Estimated Study Start Date : March 15, 2024
Estimated Primary Completion Date : January 22, 2025
Estimated Study Completion Date : January 22, 2025


Arm Intervention/treatment
Experimental: UPLIFT Telehealth Intervention
The telehealth group intervention will be delivered using Zoom. Participants will attend facilitated weekly, 1-hour sessions for 8 weeks. The sessions follow a standardized, manualized program based on cognitive-behavioral therapy (CBT) and mindfulness-based practice (MBP)-therapies widely accepted and used by mental health providers for the treatment and prevention of depression and substance use. The study team have tailored this intervention for use in a pregnant population.
Behavioral: UPLIFT program
The telehealth group intervention will be delivered using Zoom. Participants will attend facilitated weekly, 1-hour sessions for 8 weeks. The sessions follow a standardized, manualized program based on cognitive-behavioral therapy (CBT) and mindfulness-based practice (MBP)-therapies widely accepted and used by mental health providers for the treatment and prevention of depression and substance use. The study team have tailored this intervention for use in a pregnant population.

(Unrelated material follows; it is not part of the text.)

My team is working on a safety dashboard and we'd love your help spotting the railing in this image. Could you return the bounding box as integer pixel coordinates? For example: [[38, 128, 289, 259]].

Primary Outcome Measures :
  1. Feasibility of Telehealth - Enrollment Number [ Time Frame: Recruitment ]
    The investigators will measure feasibility by the number of participants who agree to participate in the study. The proposed study will provide point estimates and confidence intervals (CIs) for use in a larger, fully powered trial. The recruitment rate will inform population point estimates and 95% CIs for sample measures. For example, with an estimate of 50% recruitment rate (60 assessed), this provides a point of estimate of 50% with a CI of +/- 13%.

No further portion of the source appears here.